In its recent landmark decision, the U.S. Supreme Court upheld the Affordable Care Act (ACA). This includes mandatory expansion of Medicaid to cover most people with incomes up to 138% of the federal poverty level. While the Court held that states failing to provide the expansion will not lose federal funding for its existing Medicaid program, Florida should take advantage of this historic opportunity to cover the poorest uninsured, including people with serious illnesses and disabilities and working families.
This expansion decision, which ultimately rests with the Florida Legislature, must include the following compelling considerations:
The Medicaid Expansion will provide basic health coverage for over 1 million low-income Floridians. Their improved health outcomes and greater financial stability result in a more productive workforce.
Over $20 billion in federal funding will come into Florida between 2014 and 2019 as a result of the Medicaid Expansion. These federal dollars will go directly into our state economy, creating thousands of new jobs in Florida.
The Medicaid Expansion is covered 100% by the federal government from 2014 through 2016, and then gradually scaling down to 90% federal funding in 2020 and beyond. In this dire economy, we cannot afford to leave vast sums of federal funding on the table.
Most new costs to the state concern other ACA requirements and are unrelated to whether or not Florida takes the federal expansion money. For example, Florida is still required to increase its reimbursement rates for primary care providers. And the insurance exchanges will funnel people into Medicaid who are already eligible but had not previously applied.
States that decline the Medicaid Expansion will be subsidizing tremendous grants to the States that do accept the expansion. Do we really want to turn down our allotment under the new law so that New York, California and other states will get the benefit of Floridians? federal tax dollars?
Taxes generated by the federal funding for the Medicaid Expansion will offset much, perhaps all, of the additional costs to the state.
Governor Scott greatly overestimates the costs of the expansion. (See Politifact Florida, www.politifact.com, July 2, 2012.)

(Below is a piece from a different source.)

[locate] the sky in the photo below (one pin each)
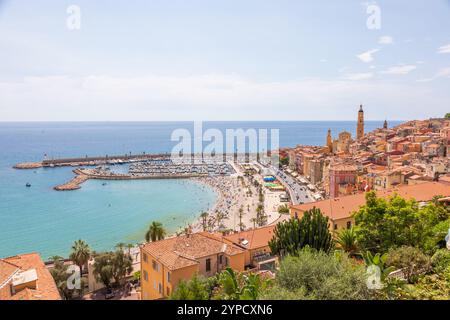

Under the ACA, current subsidies for hospitals that treat a large number of uninsured patients, known as disproportionate share hospital (DSH) payments, will be greatly reduced. Without the Medicaid expansion, Florida?s critically necessary safety net hospitals will be devastated.
Without the expansion, over a million Floridians who could have had federally-funded coverage will be uninsured. If they have a major illness or injury, other Floridians will pay for their care through higher premiums and increased tax support for the shredded safety net –without having the benefit of federal Medicaid funds.